I never use Manage > files.
But if you have to move the .htaccess file I’d start with a clean one in the WP root directory, make it writable and let WP to write the rules into it.
If you have WP installed in a subdirectory, but your “short and sweet” index is at the root of your site – then according to some gurus around here you need the .htaccess in both directories!
See this Codex page, especially #7. under “Giving WordPress Its Own Directory”
Hm, I’ve tried it in the root directory, the wordpress directory, and now in both directories.
permalinks only work when .htaccess is in the root directory and in both directories. However, wordpress won’t automatically update .htaccess regardless (even with permissions set to 666 for both files).
I may just have to be stuck with manually updating .htaccess when I add pages.
I’m having the same problem. This might shed some light over it; the automatic rewriting used to work just fine when i hosted my testsite as http://mydomain.org/wordpress.
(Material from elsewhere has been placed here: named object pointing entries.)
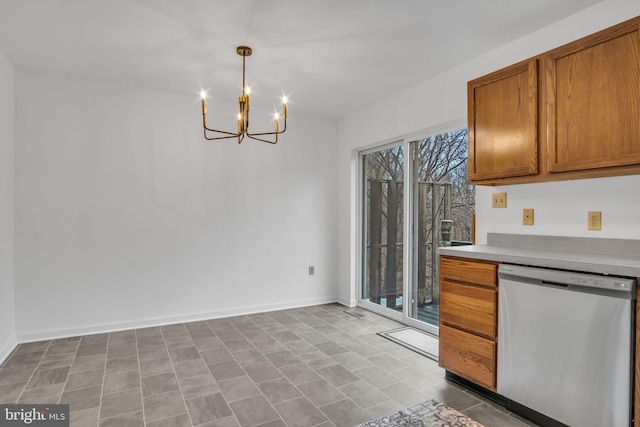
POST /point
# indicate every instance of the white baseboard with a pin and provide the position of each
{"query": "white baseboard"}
(347, 302)
(50, 334)
(6, 350)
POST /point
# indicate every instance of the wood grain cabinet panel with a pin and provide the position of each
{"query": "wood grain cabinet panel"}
(469, 319)
(469, 271)
(470, 308)
(468, 355)
(593, 101)
(503, 129)
(570, 113)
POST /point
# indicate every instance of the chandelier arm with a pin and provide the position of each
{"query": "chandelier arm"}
(269, 133)
(222, 131)
(220, 137)
(264, 140)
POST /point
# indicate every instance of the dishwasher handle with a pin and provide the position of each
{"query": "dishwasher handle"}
(620, 287)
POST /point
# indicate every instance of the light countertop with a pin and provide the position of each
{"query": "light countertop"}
(617, 257)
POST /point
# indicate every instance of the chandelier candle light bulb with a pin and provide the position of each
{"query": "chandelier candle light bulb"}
(243, 115)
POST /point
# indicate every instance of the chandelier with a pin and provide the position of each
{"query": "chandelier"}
(243, 114)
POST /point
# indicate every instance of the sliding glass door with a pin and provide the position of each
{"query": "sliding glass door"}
(442, 214)
(409, 209)
(383, 219)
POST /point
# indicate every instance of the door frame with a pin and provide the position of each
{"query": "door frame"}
(408, 263)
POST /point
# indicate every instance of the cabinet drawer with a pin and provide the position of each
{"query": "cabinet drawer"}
(469, 307)
(478, 273)
(469, 356)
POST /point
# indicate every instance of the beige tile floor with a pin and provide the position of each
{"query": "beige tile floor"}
(312, 366)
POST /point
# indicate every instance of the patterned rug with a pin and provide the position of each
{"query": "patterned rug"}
(426, 414)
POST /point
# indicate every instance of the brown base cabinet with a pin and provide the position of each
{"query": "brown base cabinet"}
(469, 319)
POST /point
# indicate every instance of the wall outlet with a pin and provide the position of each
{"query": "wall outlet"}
(499, 200)
(527, 217)
(594, 220)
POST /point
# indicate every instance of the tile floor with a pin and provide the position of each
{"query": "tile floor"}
(312, 366)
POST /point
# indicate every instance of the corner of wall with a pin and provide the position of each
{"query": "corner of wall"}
(8, 340)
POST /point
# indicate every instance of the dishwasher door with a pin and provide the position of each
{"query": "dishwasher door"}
(566, 352)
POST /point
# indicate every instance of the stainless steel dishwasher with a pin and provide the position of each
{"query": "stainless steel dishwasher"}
(565, 344)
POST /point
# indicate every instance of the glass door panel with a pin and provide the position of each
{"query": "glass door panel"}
(383, 228)
(443, 206)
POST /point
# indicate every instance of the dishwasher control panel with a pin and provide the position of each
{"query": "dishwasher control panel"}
(567, 278)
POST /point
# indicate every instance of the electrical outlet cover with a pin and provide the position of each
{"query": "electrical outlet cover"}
(499, 200)
(594, 220)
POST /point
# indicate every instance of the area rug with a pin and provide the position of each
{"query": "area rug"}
(426, 414)
(414, 339)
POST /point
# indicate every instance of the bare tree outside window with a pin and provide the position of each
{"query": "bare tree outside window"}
(443, 203)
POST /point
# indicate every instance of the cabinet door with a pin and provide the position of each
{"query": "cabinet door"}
(503, 132)
(472, 308)
(469, 356)
(474, 272)
(593, 101)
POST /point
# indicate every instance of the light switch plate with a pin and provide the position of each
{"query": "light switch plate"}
(527, 217)
(499, 200)
(594, 220)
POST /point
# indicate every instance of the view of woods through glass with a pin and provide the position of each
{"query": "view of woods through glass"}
(443, 204)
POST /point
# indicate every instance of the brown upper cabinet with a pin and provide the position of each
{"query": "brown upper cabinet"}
(503, 123)
(573, 112)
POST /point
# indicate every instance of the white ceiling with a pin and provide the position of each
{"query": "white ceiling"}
(330, 56)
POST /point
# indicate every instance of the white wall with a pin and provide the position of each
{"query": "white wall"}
(560, 208)
(125, 216)
(7, 300)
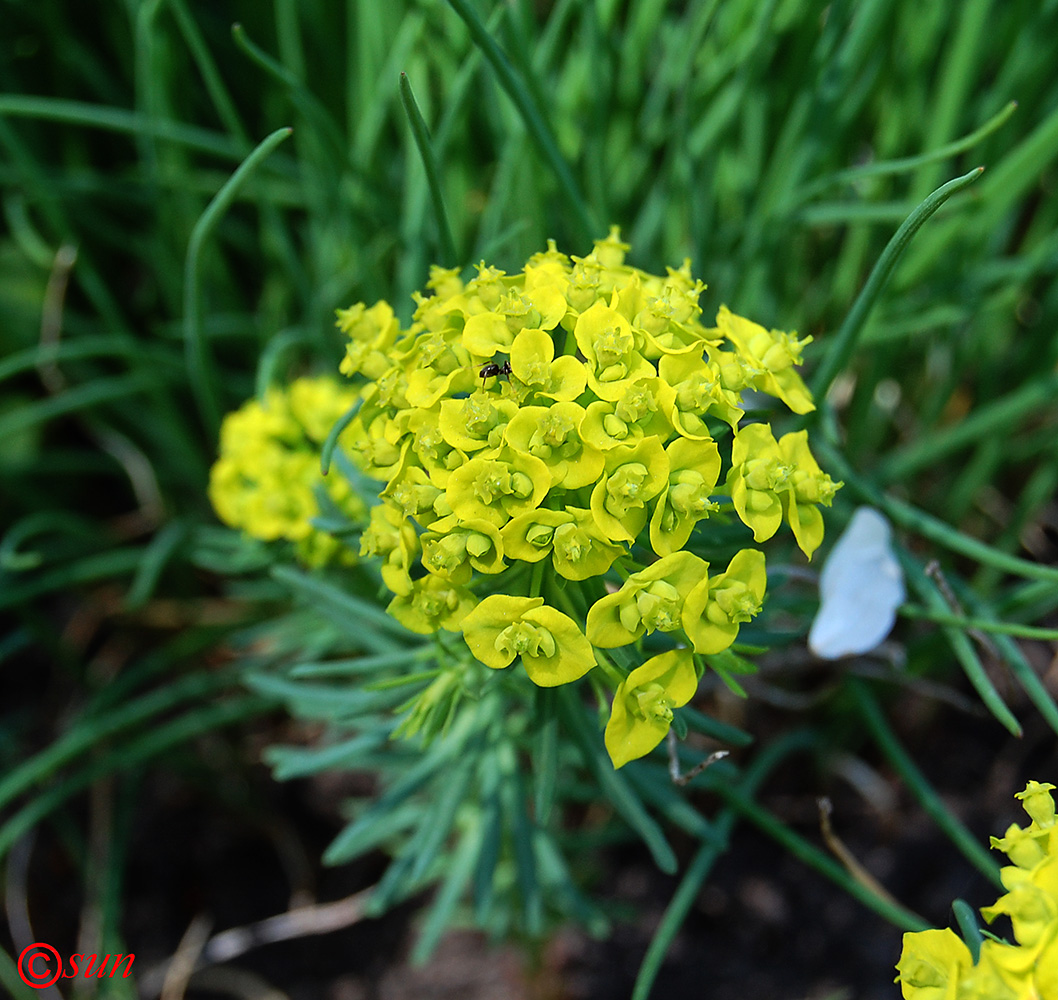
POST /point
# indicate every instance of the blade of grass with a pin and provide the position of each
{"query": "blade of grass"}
(537, 128)
(91, 731)
(917, 521)
(119, 120)
(200, 367)
(961, 644)
(421, 133)
(915, 780)
(707, 855)
(991, 418)
(197, 721)
(906, 164)
(614, 785)
(840, 349)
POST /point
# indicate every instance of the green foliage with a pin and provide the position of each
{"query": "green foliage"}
(168, 249)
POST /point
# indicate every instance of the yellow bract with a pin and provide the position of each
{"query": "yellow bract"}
(531, 429)
(936, 965)
(263, 480)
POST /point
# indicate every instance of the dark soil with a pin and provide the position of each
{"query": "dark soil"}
(211, 836)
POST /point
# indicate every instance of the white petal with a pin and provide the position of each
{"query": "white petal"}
(860, 587)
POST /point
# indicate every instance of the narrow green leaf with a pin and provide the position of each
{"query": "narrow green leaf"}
(534, 122)
(917, 783)
(200, 367)
(421, 134)
(840, 349)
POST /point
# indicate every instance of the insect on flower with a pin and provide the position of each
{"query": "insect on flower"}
(493, 370)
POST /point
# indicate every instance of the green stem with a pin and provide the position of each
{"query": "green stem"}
(90, 731)
(327, 452)
(199, 361)
(690, 886)
(906, 164)
(421, 134)
(930, 527)
(534, 122)
(801, 849)
(841, 347)
(983, 624)
(144, 747)
(990, 419)
(961, 646)
(916, 782)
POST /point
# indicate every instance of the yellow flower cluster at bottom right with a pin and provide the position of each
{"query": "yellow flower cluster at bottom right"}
(937, 965)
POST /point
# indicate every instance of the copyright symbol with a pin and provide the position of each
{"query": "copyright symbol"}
(29, 969)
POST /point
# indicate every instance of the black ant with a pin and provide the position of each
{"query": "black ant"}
(493, 370)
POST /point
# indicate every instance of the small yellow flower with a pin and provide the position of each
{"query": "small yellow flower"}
(553, 651)
(641, 713)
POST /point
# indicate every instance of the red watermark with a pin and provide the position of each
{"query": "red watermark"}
(40, 965)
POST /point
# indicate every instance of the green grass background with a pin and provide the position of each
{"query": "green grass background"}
(167, 249)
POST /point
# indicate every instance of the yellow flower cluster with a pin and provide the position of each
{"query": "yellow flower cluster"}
(540, 430)
(269, 467)
(937, 965)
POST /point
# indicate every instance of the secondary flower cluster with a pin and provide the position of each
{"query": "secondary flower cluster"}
(539, 431)
(269, 467)
(937, 965)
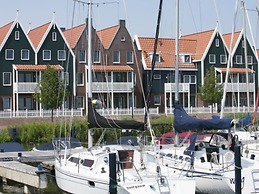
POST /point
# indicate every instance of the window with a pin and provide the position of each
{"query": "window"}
(25, 54)
(7, 103)
(61, 55)
(97, 56)
(7, 79)
(82, 57)
(79, 102)
(54, 36)
(187, 59)
(123, 39)
(223, 59)
(80, 79)
(249, 59)
(157, 100)
(116, 56)
(9, 54)
(129, 57)
(47, 55)
(16, 35)
(191, 79)
(157, 76)
(217, 42)
(239, 59)
(212, 58)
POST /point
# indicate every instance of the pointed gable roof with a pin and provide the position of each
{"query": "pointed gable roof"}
(227, 38)
(4, 31)
(72, 35)
(36, 35)
(166, 49)
(107, 35)
(202, 39)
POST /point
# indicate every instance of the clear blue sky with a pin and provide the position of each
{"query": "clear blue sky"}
(140, 15)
But then i instructed apache to serve wordpress at the root, so now my site is http://moydomain.org. Then the automatic rewriting stopped, although .htaccess still works fine if I add my own rules.
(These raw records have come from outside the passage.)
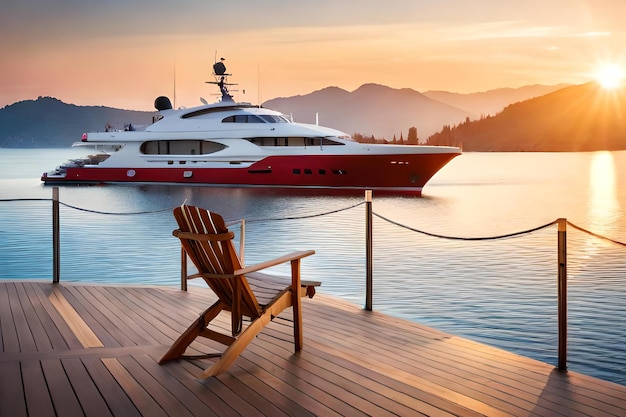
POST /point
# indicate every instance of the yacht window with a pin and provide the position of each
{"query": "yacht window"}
(271, 118)
(180, 147)
(243, 118)
(293, 141)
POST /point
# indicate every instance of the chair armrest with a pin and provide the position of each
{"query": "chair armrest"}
(257, 267)
(273, 262)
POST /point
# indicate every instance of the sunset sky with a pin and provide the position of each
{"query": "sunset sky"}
(125, 53)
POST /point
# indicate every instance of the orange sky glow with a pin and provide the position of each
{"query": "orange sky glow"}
(124, 54)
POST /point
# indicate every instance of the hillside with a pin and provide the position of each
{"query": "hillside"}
(371, 109)
(576, 118)
(489, 103)
(48, 122)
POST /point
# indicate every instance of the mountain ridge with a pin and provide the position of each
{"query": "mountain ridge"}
(372, 110)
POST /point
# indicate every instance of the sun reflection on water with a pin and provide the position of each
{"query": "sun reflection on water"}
(604, 208)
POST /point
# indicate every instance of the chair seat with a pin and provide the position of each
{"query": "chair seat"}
(241, 291)
(268, 287)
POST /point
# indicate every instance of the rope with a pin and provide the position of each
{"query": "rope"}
(115, 214)
(595, 234)
(308, 216)
(466, 238)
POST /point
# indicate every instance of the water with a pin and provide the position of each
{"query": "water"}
(500, 292)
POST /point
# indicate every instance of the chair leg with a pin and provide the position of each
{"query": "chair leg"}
(198, 326)
(234, 350)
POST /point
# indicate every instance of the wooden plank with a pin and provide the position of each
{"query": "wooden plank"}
(217, 399)
(95, 313)
(353, 363)
(38, 401)
(51, 330)
(174, 387)
(169, 403)
(91, 401)
(117, 400)
(8, 331)
(82, 331)
(63, 398)
(145, 403)
(12, 401)
(59, 333)
(28, 302)
(24, 335)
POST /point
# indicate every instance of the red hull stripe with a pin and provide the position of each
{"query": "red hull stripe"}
(401, 172)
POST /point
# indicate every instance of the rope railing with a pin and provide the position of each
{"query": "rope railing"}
(308, 216)
(562, 247)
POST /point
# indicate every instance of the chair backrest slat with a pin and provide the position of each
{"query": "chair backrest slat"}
(216, 255)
moshu’s suggestion sounds the best. I saw this a long time ago on these forums and it might work for 1.5:
Creat new blank .htaccess file on desktop, FTP to site (root directory of WP install)
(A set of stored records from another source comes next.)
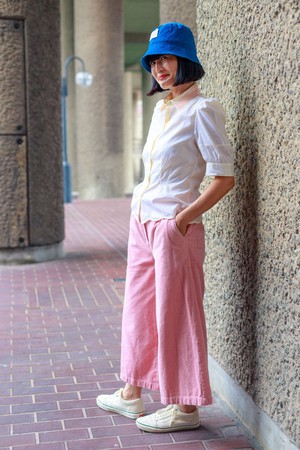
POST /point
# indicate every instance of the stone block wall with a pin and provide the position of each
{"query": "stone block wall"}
(248, 50)
(31, 201)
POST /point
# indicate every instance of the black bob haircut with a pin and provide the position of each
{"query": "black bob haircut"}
(187, 71)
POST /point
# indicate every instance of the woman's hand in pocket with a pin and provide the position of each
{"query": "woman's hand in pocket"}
(181, 225)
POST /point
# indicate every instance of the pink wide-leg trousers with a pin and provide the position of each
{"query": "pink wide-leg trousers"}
(164, 345)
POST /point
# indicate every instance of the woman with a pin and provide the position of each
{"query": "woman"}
(164, 344)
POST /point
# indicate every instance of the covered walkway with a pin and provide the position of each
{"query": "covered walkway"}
(60, 328)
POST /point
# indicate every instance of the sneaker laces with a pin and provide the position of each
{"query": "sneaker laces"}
(165, 412)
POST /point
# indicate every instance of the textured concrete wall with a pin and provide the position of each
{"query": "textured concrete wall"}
(248, 49)
(38, 156)
(99, 109)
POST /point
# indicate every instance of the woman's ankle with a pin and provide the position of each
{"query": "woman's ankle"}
(187, 408)
(131, 392)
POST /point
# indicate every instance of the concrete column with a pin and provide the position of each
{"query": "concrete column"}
(184, 11)
(128, 132)
(67, 49)
(31, 189)
(99, 109)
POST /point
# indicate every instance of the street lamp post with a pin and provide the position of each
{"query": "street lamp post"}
(82, 78)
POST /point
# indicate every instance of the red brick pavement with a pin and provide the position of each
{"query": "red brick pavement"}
(60, 345)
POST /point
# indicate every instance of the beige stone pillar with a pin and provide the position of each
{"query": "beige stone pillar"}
(183, 11)
(99, 109)
(31, 188)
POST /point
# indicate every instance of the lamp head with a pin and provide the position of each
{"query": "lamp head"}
(84, 79)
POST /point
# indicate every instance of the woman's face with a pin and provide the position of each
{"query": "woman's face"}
(164, 70)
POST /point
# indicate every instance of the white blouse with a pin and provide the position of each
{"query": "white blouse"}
(186, 140)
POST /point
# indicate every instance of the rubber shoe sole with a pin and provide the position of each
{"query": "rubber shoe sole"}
(119, 410)
(151, 429)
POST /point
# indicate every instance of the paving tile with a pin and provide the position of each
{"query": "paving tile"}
(121, 430)
(37, 427)
(182, 446)
(145, 439)
(235, 443)
(94, 444)
(51, 446)
(63, 436)
(16, 440)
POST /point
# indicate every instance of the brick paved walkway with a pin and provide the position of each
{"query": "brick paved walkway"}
(60, 344)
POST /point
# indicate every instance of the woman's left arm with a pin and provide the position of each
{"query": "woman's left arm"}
(213, 193)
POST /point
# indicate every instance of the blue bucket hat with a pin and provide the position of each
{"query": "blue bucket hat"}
(172, 38)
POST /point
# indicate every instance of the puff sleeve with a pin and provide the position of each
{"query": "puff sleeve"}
(212, 139)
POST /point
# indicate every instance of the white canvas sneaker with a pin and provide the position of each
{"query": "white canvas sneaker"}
(116, 403)
(169, 419)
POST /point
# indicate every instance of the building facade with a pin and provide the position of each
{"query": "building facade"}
(249, 52)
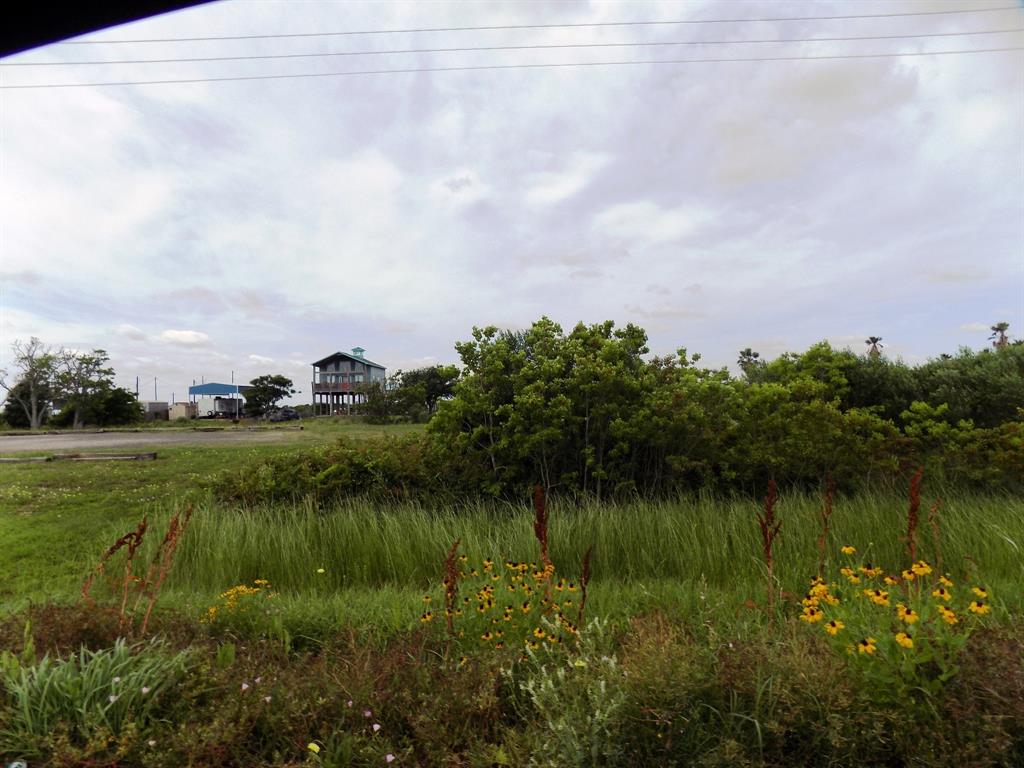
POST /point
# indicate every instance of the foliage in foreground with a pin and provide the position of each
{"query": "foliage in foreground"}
(651, 692)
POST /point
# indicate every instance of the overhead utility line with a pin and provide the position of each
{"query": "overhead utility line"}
(552, 46)
(507, 67)
(540, 27)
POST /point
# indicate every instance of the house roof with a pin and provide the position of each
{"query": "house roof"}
(347, 355)
(213, 388)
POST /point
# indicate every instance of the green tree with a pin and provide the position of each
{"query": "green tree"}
(36, 365)
(998, 337)
(750, 363)
(430, 384)
(80, 379)
(14, 413)
(266, 392)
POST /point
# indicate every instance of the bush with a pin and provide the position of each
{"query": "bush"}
(79, 704)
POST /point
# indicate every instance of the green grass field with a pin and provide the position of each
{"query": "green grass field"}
(56, 518)
(679, 663)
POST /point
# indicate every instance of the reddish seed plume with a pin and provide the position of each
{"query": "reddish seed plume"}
(451, 584)
(769, 529)
(912, 517)
(933, 522)
(824, 518)
(584, 581)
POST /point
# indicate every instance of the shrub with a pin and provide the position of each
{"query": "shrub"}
(83, 701)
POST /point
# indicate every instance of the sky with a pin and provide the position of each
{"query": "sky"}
(208, 229)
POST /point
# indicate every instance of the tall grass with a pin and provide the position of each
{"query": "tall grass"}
(710, 542)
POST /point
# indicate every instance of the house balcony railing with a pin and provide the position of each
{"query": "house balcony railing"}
(336, 386)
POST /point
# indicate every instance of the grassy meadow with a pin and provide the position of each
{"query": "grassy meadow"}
(325, 614)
Change CHMOD permissions to 777. Open Admin > Options > Permalinks and set permalinks preferences. WP will (should) write to the .htaccess file.
Change permisions 644. Don’t ever touch again.
I have the same issue as travisj2002. I also have to manually update htaccess. I have tried all above suggestions and none work for me either
Maybe a bug???
I have had this issue since version 1.2. My theory: when the install is in a subdirectory, WordPress doesn’t know to look upwards in the file structure for the .htaccess file. That’s why it says it doesn’t exist.
For example: ../ for the path instead of ./ or just /
So it might be an issue with one of the functions in the /includes area.
I tried the suggestions above and still no luck – I am editing the .htaccess file by hand each time now.
If you have wordpess installed at example.com – you need the .htaccess there, i.e. in the root folder of your site.
If you have WP installed in example.com/blog – put the .htaccess file in /blog directory.